250mg ew is pointless unless you just want to get random erections. 500mg EW for reasonable muscle gains. Probably shouldn't researched a bit more...especially the pct part.


----------



## perkadin (Jul 7, 2012)

btex34n88 said:


> 250mg ew is pointless unless you just want to get random erections. 500mg EW for reasonable muscle gains. Probably shouldn't researched a bit more...especially the pct part.

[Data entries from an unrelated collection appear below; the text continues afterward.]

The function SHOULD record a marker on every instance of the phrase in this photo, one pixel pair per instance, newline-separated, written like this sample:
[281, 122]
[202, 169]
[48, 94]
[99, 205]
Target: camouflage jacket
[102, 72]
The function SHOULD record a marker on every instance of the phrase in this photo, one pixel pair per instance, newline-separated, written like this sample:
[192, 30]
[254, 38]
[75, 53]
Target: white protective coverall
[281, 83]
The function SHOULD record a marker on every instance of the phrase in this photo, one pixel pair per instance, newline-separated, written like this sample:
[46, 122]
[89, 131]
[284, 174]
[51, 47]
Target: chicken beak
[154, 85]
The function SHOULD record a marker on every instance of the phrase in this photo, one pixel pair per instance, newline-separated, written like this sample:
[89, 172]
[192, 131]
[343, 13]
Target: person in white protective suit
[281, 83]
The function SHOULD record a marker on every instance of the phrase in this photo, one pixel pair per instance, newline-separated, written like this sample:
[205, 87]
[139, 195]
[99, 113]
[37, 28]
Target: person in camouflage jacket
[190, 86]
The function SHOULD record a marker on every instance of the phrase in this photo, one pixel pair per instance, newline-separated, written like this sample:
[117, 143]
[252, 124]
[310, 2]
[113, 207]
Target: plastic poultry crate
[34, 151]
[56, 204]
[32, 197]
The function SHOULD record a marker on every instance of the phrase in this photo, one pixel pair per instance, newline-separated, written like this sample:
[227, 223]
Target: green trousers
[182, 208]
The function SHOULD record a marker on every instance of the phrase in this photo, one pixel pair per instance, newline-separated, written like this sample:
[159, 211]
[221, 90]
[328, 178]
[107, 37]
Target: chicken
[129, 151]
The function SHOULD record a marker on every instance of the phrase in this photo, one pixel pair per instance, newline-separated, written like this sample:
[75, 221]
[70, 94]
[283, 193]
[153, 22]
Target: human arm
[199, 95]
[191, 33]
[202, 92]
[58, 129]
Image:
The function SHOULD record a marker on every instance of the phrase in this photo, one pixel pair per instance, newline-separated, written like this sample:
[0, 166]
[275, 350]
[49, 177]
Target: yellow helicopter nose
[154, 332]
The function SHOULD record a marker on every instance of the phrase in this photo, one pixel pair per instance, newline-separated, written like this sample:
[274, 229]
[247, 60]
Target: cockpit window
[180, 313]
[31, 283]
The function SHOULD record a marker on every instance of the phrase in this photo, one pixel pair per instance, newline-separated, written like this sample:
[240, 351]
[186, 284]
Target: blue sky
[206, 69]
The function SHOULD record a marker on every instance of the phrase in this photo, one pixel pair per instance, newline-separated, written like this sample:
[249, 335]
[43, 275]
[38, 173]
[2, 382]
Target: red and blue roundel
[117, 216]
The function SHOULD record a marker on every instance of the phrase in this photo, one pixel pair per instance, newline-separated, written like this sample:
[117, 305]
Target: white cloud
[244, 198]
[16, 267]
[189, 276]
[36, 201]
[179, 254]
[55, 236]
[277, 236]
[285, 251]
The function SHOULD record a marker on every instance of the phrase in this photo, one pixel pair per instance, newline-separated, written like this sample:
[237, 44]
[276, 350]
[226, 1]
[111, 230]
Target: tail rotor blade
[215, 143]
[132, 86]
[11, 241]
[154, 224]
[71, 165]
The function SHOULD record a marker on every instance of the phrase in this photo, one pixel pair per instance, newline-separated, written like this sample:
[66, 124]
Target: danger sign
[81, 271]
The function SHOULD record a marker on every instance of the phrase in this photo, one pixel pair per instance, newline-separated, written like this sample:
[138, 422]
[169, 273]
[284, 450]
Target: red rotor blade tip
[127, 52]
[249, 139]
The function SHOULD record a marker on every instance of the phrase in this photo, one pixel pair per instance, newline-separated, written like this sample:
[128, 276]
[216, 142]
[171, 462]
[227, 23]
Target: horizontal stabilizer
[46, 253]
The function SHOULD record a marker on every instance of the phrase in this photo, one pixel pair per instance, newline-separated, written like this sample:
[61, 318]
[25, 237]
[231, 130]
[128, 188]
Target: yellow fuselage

dude, i am 150 lbs 5'8" 27 yrs, I have already seen strength gains from first pin, I have 11 more amps I am not going to double up now and only have 6 weeks.. I am planning to throw in dbol mid cycle or end cycle.  regardless of what you're saying, I am feeling the difference and enjoying it.  For my second cycle I will def. pin twice a week.  My question is what PCT I should do with 250 sustamed a week, because EVERYONE is telling me different. Everyone says RESEARCH but EVERYTHING online contradicts itself,,


----------



## Tris10 (Jul 7, 2012)

This! Not to mention, if you're guna run something at 500mg a wk, it needs to be test e or something. Not Sust for only once a week injections! You run sust EOD bc of the different esters. And don't get pissy when ppl tell you that you're doing something wrong, bc no one will want to help you or give any advice! 



btex34n88 said:


> 250mg ew is pointless unless you just want to get random erections. 500mg EW for reasonable muscle gains. Probably shouldn't researched a bit more...especially the pct part.


----------



## perkadin (Jul 7, 2012)

Tris10 said:


> This! Not to mention, if you're guna run something at 500mg a wk, it needs to be test e or something. Not Sust for only once a week injections! You run sust EOD bc of the different esters. And don't get pissy when ppl tell you that you're doing something wrong, bc no one will want to help you or give any advice!




Okay, point taken


----------



## perkadin (Jul 8, 2012)

if i were to stay at 250 a week would Pct be okay with clomid at 75/75/50/50 or less?


----------



## machinist9 (Jul 8, 2012)

Chrisotpherm said:


> Just 250, that isn't going to do anything bro. That is more of a cruise dosing. Imo 500mg a week would do the trick.
> 
> 
> Pct should be clomid at
> 75/75/50/50




What he said.if you read posts on aas you will see he knows what he is talking about.


----------



## aminoman74 (Jul 8, 2012)

If that's a cycle for a bulk then tour going to be upset when you gain no muscle.You need at least 500 mgs a week and dust.250 inst a good choice for test.To much fast test in there for 2 shots a week.You need enath. Or cypt.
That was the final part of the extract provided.